Somehow we never quite believed it would happen. Yes, the political situation was ominous, and Babylon had been making its presence felt for quite some time (probably far longer than we, in our little corner had noticed), but we knew our history (selectively, I realise now), and we knew what had happened before.
Last time it had been the Assyrians. They had conquered and swept away our northern sister Israel, but we had been spared, and we could all give reasons why. They had departed from the true religion of Adonai, even to the point of building their own centres for worship and sacrifice rather than coming to the temple in Jerusalem where God’s appointed Ark of the Covenant has found its permanent home.  And they were idolaters, turning away from our God to worship heathen deities of clay and stone. Of course they fell under God’s judgement! But we were safe forever – we had the temple, where the sweet smoke of incense rose up ever before Him, and the altars ran scarlet with the blood of the sacrifices.

And we had been spared. In the days of Hezekiah, Sennacherib’s Assyrians, so our chroniclers have told us, were encamped around the very gates of Jerusalem, and there was great terror in the city. Yet the Lord was on our side. When the city arose after a night of fear and prayer, they found that the Angel of the Lord had been there before them, and one hundred and eighty five thousand Assyrians had perished in the night. Jerusalem was delivered by the power of her God.

That was the history we remembered and clung to as the Babylonians drew closer. Many of the prophets had been reassuring us that everything would be fine this time too. Only the lone voice of Jeremiah cried out a different story, and who was listening to him? There is a deep shame now in admitting he was right the whole time. We thought him a man deranged, bleating out his message of pain and woe in the very face of our prosperity and comfort – as if the Scapegoat itself had returned from the wilderness to throw its anguish back in our faces. And who takes heed of the bleating of goats? “You say ‘peace! peace!’ but there is no peace!” he shouted at us in despair, and I cringe to remember that I laughed.

I am not laughing now, and part of me wonders if I shall ever laugh again. This hideous scene now graven on my mind forever, is what Jeremiah had already seen by prophetic vision. Now I understand why he was so distraught: to be a genuine prophet of Almighty God is to carry a burden of intolerable truth that is almost more than flesh and blood can bear. It is one thing to know that I will carry this memory to the end of my days: black smoke and scarlet blood, grey dust of fallen stone and the terrible desecration of our holy temple; but memory is as human as we are, and time can soften its sharpness.
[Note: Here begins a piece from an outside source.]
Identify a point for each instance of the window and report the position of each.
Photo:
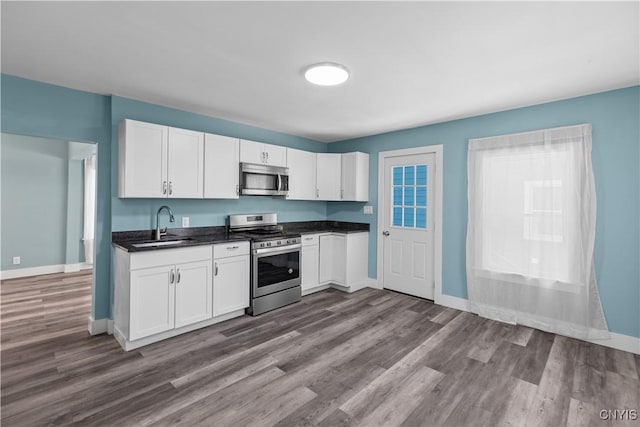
(409, 195)
(531, 231)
But what must it be like to see, in shattering detail, the disaster which is to come, and be powerless to prevent it, because the deepest outcry of your heart brings only scorn from the complacent, who imagined that a comfortable form of religion and a magnificent building are all that God requires?


But there is one more question that haunts my heart as I trudge the weary road to my captivity. Now that I see that Jeremiah loved Jerusalem far more deeply than those of us who simply took her for granted, and that he did so as a true prophet of the Living God, then I have to ask whether God Himself so loves the very people He is sending away? Does God love us so much that it hurts?